The 2009 National Stock Horse Association Futurity came to a close on SUNDAY, Aug. 23, culminating a week’s worth of action, camaraderie and world-class horsemanship.
SUNDAY, 6:00 a.m.
On the final morning of the NSHA Futurity, riders and attendees enjoy a complimentary breakfast in the new Mission Square area of Paso Robles Event Center. The breakfast was sponsored by San Juan Ranch.
The morning NSHA Select Sale and evening 2009 World’s Richest Stock Horse competition on SATURDAY, Aug. 22, bring the crowds to the NSHA Futurity.
SATURDAY, 8:30 a.m.
Saturday morning, the World Championship Team Penning Association event at the NSHA Futurity attracts 162 contestants from five states to the Midstate Fairgrounds. Show secretary Kris Vienna of Hemet said the Open division’s total purse exceeds $8,000.
“The team penners enjoy being here during the futurity, especially the cow work. We’re looking forward to the sale. I think there might be some real bargains on good horses.”
A variety of classes fill FRIDAY, Aug. 21 at the NSHA Futurity, including several NSHA and VCHA classes.
FRIDAY, 8 a.m.
Cattle enjoy an oat hay breakfast behind the main arena. Fresh cattle, 840 of them here, are a key to good competition. Cattle manager Pat Russell says the trail of this group of Mexican cattle began last winter.
“One key is to go to a supplier with cattle from a single source, not from multiple previous owners. You want them relatively even, from front to back, and from an outfit with a good, all-weather shipping facility and a good crew that knows how to handle cattle. All contracts for this year were done by last Dec. 15 — it’s easier for the ranchers. We want them all about 500-550 lbs. This group is from Milt Rudnick out of Bakersfield. They came up from Mexico last winter, never used, weighing about 380 lbs. We checked them for size and condition weekly — see how they were eating, how healthy they were. Right before the show we get them on oat hay. These cows are fresh.”

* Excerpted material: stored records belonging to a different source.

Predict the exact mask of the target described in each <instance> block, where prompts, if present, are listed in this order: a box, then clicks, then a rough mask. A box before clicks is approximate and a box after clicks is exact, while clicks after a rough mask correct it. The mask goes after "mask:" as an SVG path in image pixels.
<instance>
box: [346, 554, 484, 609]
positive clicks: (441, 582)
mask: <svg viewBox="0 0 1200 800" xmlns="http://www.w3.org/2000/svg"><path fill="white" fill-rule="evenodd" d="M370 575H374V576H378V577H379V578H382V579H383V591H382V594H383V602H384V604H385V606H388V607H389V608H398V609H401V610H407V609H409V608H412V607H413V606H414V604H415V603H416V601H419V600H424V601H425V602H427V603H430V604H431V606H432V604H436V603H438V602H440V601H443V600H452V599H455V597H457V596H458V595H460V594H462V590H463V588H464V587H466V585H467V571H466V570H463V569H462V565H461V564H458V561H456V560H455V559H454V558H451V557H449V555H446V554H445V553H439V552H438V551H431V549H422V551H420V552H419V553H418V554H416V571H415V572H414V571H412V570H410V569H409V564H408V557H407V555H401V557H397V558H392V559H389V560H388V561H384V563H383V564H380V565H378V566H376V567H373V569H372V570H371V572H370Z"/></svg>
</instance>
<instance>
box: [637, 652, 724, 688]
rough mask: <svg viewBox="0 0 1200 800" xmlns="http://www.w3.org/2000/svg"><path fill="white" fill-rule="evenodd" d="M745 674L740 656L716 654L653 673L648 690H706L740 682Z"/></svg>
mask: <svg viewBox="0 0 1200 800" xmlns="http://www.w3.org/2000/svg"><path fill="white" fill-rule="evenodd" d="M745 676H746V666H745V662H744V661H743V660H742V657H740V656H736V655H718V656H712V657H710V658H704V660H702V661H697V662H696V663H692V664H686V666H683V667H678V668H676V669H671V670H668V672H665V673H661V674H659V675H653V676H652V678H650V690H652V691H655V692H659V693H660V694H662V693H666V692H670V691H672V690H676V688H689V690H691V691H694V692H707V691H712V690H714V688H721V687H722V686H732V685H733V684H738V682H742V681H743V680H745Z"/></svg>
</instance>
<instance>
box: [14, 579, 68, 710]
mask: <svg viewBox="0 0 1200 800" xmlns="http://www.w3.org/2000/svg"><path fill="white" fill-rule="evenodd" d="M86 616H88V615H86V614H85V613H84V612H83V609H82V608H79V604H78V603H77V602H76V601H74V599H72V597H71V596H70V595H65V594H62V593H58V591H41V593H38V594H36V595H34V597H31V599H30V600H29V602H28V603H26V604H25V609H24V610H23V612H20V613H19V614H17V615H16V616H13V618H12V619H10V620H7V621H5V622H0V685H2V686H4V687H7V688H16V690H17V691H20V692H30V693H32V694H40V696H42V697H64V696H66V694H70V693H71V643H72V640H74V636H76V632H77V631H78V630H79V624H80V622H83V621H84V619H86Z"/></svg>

On THURSDAY, Aug. 20, the NSHA Futurity moves into the Open reining phase. Herd work finished Tuesday, and the fence work will come Sunday.
THURSDAY, 8 a.m.
Remington, an 18-month old Papillon, is perked up about the start of the week’s reining competition this morning. His owner, Lisa Pomerance of San Juan Bautista, Calif., says he thinks he’s a horse.
“He likes working cattle. He thinks he can do it, even from the bleachers.”
WEDNESDAY, Aug. 19, began with the Non-Pro reining and moved into stock horse classes.
WEDNESDAY, 11:30 a.m.
Russell Dilday and Topsails Rien Maker, last year’s World’s Richest Stock Horse champion, enter their first class of the week, the AQHA Senior Working Cow Horse.
“Practice isn’t for him. It’s for me. The practice run is about a problem that you think you have. You go in there and you either fix it or find it.”
TUESDAY, Aug. 18, wrapped up the last set of Open herd work at the NSHA Futurity, and it opened herd work competition for the First-Timer, Pro-Am and Non-Pro divisions.
“I cost this colt a point on each judge yesterday in the herd and ended up a 209. There’s a lot of show left, though, and I feel good about all four of my Futurity horses. I figure anytime I’m over 210, anything can happen. They all rein and they all go down the fence real well. This colt is going to be right in there, too.”
Monday, Aug. 17, launched Open Division competition of the 2009 National Stock Horse Association Snaffle Bit Futurity, held at the MidState Fairgrounds in Paso Robles, Calif. Horsetrader.com caught some of the competitors during the first day of herd work.
MONDAY, 6 a.m.
Ted Robinson is in the arena, riding the Palomino mare Whole Lotta Cash in pre-dawn work under the lights.
“This Futurity is the mare’s first show. She’s a dead-head at home. Here, she’s not the same horse. I’m fond of her, and I want her to be all she can be. We don’t show until this afternoon, but I’m going to spend some time with her and get her attention back on me.”